Why I BLOCK all BROWSERS!
At least on my work devices (Or at least at the time I am working)
What is a browser? It is a piece of software that is the pinnacle of access to the wealth of information that is, was or will be. Many PCs like the Chromebook justify the fact that a browser is the only thing you could be requiring at all, at any time on your PC.
How I look at it however, is as a potential for losing track of what you are doing at any point in time, and then getting lost on something totally un-related to what you were supposed to be doing. Browsers are the gateway to News, social media, youtube and what not. Imagine the cognitive load this takes up in your mind. Random questions can pop up and become immediately urgent.
You can read about blocking softwares in this post. I have also discussed previously about cognitive load, and how the ‘all-screen’ devices overload our minds with options, to tap here, tap there, and suck up all the usable mental energy we could put in our work. By giving us so many options and overloading our minds with decisions we have to continuously make. Even PewDiePie, the most subscribed youtuber, talks about it frequently.
However if you remove that option from your list of tasks you can do at any given point in time, you are doing yourself a favour. However, that is scary. What if I block it and then I need to address an urgent question or search query? Well here are some much better options that can work, at least temporarily:
Download Claude or ChatGPT and they will search it for you.
Need to access a YouTube Video? Get it’s link from AI and then use Youtube-dl, a Youtube video Downloader.
If you need to access something like Substack or a website you frequently use, download it’s desktop app.
If no desktop app for your go-to website exists, you will most probably be able to find it’s desktop app on WebCatalog or you can make it yourself via Fluid.
Subscribe to RSS feeds and access them in apps that organise that better.
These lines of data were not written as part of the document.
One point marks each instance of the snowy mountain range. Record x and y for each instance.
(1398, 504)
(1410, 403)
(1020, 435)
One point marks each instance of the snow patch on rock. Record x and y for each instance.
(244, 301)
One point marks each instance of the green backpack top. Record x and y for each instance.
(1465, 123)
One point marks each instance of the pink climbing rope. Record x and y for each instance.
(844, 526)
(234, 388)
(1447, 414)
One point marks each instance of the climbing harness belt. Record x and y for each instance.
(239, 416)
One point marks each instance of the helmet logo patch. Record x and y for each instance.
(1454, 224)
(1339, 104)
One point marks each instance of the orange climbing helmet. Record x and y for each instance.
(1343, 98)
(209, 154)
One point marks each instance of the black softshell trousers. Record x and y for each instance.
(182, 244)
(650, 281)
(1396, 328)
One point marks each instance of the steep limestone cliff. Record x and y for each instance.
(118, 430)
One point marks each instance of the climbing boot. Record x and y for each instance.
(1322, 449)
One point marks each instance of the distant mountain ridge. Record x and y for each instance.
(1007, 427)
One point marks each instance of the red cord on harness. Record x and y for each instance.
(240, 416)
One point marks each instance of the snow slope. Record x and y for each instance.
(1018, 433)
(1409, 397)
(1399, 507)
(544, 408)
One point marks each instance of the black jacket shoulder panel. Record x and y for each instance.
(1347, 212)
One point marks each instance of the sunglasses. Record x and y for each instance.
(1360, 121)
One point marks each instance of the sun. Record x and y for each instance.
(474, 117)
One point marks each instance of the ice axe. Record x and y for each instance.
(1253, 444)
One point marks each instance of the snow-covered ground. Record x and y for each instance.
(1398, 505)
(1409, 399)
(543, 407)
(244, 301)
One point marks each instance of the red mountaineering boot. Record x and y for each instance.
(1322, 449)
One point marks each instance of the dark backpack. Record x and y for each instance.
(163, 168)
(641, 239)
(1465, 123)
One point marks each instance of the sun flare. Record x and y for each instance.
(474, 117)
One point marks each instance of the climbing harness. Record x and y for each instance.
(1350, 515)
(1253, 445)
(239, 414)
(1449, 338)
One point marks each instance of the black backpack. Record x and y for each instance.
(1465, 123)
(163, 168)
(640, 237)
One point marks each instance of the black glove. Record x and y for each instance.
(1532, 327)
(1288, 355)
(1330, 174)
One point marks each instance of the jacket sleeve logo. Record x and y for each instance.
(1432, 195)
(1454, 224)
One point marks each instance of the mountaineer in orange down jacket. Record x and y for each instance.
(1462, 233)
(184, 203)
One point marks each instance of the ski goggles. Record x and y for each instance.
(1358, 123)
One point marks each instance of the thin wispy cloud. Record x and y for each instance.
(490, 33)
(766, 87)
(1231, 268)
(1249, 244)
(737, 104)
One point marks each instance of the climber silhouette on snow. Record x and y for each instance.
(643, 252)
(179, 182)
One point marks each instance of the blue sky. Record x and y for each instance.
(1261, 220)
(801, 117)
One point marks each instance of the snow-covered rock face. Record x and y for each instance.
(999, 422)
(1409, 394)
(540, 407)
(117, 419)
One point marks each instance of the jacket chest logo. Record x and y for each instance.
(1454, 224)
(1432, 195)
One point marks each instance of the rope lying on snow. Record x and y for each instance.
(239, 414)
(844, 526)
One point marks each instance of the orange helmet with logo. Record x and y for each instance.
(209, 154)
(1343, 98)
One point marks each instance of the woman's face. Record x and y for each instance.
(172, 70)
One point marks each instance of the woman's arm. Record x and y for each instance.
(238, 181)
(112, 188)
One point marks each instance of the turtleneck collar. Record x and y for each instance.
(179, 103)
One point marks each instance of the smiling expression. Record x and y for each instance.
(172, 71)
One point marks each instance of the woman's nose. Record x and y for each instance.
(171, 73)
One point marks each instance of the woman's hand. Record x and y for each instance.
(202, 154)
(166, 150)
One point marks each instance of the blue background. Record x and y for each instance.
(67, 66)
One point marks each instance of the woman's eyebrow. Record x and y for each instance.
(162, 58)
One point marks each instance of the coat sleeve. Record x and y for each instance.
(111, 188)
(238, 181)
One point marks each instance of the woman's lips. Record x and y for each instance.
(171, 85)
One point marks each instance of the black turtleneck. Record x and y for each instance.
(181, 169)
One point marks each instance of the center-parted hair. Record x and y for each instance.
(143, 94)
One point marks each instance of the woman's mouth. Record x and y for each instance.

My go-to app for this is the Readwise Reader.
Let me know in the comments if these still don’t solve your use-case.
Once you download that Youtube lecture/tutorial that is an hour or more long, you are not only increasing your chances of completing it, you can also go through it again and again. Online, you rarely open a link twice.
I am also a firm believer in hoarding all the relevant data I require for work, through torrents or more ways to take data offline, like wget to download entire websites.
Finally, as offline models like DeepSeek-R1 improve, we may be able to keep models relevant for our work offline, and may not even need an internet connection. I talk about these offline models in this post.
The very next thing I would like to write about is email, but legends like Cal Newport have already discussed that extensively.